A public plaza planned atop an underground parking garage for a new 24-story office building downtown will cost taxpayers more than expected.
But Salt Lake redevelopment officials and the developer of the garage and office complex are downplaying a dispute over $5.5 million in costs associated with the project at 201 S. Main, a part of Block 57.And the city's Redevelopment Agency Board voted Thursday evening to pay $2.45 million of the disputed costs as a good-faith measure to keep the project going and to reassure anxious contractors.
"When they read in the paper and hear on the news that there's a dispute, contractors say `you mean there's a dispute and we're not going to get paid?' " said Kem Gardner, president of Boyer Co. "The word dispute was unfortunate because it said to the press there were overruns."
However, the project is costing more than RDA board members originally thought. They approved $9 million for the garage and plaza in 1989. The agency agreed Thursday to pay $4.9 million more than that, including the $2.45 million in disputed costs.
The dispute stems from the wording of the contract between the redevelopment agency and Boyer.

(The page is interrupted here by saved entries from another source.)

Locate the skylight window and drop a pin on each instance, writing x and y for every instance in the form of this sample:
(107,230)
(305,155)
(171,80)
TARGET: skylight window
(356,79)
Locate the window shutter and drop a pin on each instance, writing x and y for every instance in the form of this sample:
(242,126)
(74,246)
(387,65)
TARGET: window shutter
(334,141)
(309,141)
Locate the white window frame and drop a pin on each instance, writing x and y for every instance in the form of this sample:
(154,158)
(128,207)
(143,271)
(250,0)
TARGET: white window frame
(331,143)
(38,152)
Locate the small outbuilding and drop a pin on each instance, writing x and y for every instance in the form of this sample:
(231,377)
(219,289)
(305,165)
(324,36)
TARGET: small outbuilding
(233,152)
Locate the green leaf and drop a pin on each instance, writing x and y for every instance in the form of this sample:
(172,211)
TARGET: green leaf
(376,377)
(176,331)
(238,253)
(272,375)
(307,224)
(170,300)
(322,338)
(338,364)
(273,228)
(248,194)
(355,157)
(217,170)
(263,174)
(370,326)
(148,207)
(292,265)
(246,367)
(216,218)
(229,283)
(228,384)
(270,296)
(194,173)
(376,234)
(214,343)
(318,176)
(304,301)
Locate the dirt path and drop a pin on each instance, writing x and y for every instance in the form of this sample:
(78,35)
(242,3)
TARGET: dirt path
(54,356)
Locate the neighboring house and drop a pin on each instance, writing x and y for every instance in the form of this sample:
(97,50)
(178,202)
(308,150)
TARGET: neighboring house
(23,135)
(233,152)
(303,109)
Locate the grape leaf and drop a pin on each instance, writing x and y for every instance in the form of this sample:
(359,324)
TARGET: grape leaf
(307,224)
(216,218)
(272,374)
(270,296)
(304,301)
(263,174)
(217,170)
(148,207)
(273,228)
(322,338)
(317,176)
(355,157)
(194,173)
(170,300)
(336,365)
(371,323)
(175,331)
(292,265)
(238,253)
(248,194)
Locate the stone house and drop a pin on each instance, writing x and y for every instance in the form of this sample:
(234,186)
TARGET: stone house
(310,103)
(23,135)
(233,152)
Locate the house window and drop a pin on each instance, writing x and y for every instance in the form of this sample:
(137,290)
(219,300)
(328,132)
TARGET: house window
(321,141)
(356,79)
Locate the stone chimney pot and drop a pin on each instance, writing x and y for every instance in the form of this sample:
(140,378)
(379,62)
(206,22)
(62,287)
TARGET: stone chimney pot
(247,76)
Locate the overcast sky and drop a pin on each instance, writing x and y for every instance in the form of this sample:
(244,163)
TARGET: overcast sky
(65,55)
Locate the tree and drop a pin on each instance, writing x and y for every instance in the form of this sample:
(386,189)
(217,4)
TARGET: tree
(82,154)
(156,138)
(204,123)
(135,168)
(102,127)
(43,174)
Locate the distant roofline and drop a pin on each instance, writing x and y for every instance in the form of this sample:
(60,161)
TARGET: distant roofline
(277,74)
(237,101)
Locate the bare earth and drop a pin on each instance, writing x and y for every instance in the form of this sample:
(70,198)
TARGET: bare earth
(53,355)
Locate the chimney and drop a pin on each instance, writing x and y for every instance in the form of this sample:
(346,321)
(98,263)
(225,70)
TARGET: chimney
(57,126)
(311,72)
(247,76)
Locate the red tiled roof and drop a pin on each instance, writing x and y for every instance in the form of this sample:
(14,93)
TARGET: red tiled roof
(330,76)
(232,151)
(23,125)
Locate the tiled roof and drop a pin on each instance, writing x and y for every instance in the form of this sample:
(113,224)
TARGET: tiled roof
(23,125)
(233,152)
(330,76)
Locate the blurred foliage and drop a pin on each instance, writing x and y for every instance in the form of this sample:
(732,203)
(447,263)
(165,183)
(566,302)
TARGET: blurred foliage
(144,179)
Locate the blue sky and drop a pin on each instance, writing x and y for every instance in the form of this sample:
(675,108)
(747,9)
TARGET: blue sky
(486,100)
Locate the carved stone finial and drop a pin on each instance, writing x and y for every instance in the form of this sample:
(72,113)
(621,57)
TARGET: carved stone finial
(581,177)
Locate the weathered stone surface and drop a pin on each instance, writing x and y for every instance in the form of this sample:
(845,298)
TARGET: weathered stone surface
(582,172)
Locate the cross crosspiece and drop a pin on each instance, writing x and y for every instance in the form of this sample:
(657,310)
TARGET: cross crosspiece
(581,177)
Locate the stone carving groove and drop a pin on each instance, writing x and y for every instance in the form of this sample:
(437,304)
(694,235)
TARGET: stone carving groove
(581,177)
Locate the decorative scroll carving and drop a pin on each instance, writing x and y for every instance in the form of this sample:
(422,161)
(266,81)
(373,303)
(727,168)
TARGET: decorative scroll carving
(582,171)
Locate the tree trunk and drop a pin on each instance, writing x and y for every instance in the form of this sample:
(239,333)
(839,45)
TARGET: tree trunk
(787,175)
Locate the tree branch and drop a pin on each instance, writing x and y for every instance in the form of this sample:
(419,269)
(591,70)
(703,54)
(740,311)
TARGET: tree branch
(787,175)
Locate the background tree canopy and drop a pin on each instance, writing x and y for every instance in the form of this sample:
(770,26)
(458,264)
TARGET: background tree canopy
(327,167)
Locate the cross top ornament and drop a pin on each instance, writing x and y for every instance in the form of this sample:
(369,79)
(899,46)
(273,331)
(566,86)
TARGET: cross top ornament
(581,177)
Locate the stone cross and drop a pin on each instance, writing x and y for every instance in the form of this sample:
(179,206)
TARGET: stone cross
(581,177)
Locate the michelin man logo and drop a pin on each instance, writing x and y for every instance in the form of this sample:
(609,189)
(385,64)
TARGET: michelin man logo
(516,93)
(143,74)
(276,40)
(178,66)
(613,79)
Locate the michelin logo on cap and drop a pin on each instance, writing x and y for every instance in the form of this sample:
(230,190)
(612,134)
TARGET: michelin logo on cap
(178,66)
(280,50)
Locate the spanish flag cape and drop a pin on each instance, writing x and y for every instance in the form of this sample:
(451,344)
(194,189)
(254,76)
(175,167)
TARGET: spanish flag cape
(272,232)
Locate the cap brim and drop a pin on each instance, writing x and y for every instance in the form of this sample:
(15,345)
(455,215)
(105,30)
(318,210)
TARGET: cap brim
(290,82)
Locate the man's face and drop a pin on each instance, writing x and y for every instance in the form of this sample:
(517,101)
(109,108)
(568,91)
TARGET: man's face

The agency was to pay for costs associated with the plaza, while Boyer was to pay for costs associated with the garage.
Since the two projects are connected, both sides are having difficulty deciding what part of the structure is necessary to shore the plaza and what parts are needed solely for the garage.
In addition, the weight of the plaza and unanticipated soil conditions have caused workers to use pile-driven footings instead of standard ones.
Redevelopment director Alice Larkin Steiner said the $2.45 million the agency paid Thursday is "a fairly safe assumption of what we owe." She told board members it was important to pay the money now and that the project had not yet exceeded its budget.
"Any time you have a construction job, it's very important to keep money flowing to that job," she said.
Meanwhile, Boyer officials said the seven-story Utah Savings and Trust Bank building, listed on the National Register of Historic Places, will be demolished Saturday. The building, completed in 1907, stands adjacent to the new office tower and garage.
The redevelopment agency bought the structure for $2.5 million in 1986 and renovated it. However, it announced earlier this year that attempts to sell the building had failed. Critics, however, claim the agency never seriously tried to market the building.